What do you create?
The biggest, best thing I’ve created is four new people. The eldest is six foot four and sometimes my husband and I look up and wonder how this extra man ended up living in our house. In four days, he’s headed off to college.
I’ve also been writing fiction and creative non-fiction for fifteen years. My debut novel, A Small Indiscretion, published in January by Random House, took longer to create than all four of my kids put together. That said, create is not usually the word I think of when I think of writing, and I don’t think of myself as a particularly creative person. My daughters are creative; they knit, sew, act, draw, paint. My dad is creative; he writes music and invents whole new worlds in his science fiction and fantasy novels. The things I’ve “made”—the essays and short stories and the novel and the bad poems—feel more like the result of an interrogation than an act of creation. It’s more about finding something that already exists in my head, letting it out, understanding it. It’s as if there’s this lump of stuff, a block of ice or clay, and my job is to chip away at it, to shape and reshape it, for months, years, decades, until it finds its true form.
Why do you create?
There’s that word again, create. This is semantics, perhaps, but when I started writing, I didn’t set out to create anything; I set out to purge what was inside my head. To exercise my mind in a way that felt necessary. To manipulate words in a manner that was pleasing to me. Words are the only material I’m interested in manipulating; stories are the only thing I’m interested in making. Even my poems tell stories, so I suppose at bottom, I create out of a story-telling impulse.

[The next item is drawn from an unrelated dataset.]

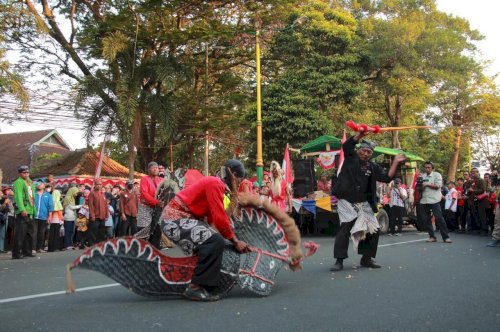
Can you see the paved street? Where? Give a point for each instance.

But I also turn to words when I want to preserve something—a memory, a scene, a feeling, a snippet of overheard dialog—or when I want to know more about one of those memories or scenes or snippets, either real or imagined. I want to find out what’s beneath it, or behind it, or before it. Sometimes I write to escape the mundane and slip into a narrative more interesting than my own. Often, I write to find out what I think. In fact, the act of putting words on the page is more akin to thinking, to me, than creating, but with luck, and time, and compulsion, and work, that thinking can sometimes turn into something tangible, like a book.
What do you consume?
I come from a family of beer drinkers: My brother is a prize-winning home brewer; my dad won’t drink anything but excellent IPA; my sister lives in London and drinks Guinness. In my family, ordering a glass of wine in a bar is just strange, and drinking cheap beer, like Bud Light, is sacrilege: You may as well be drinking water.
So a month ago, I would have said that what I consume are great novels and good beer. But—brace yourselves—I’m giving the whole low-carb, gluten-free thing a shot, so I’ve had to give up beer. Novels are wonderful and everything, but I’m here to tell you that there is no replacement for an excellent ice cold beer on a Friday afternoon. There just isn’t.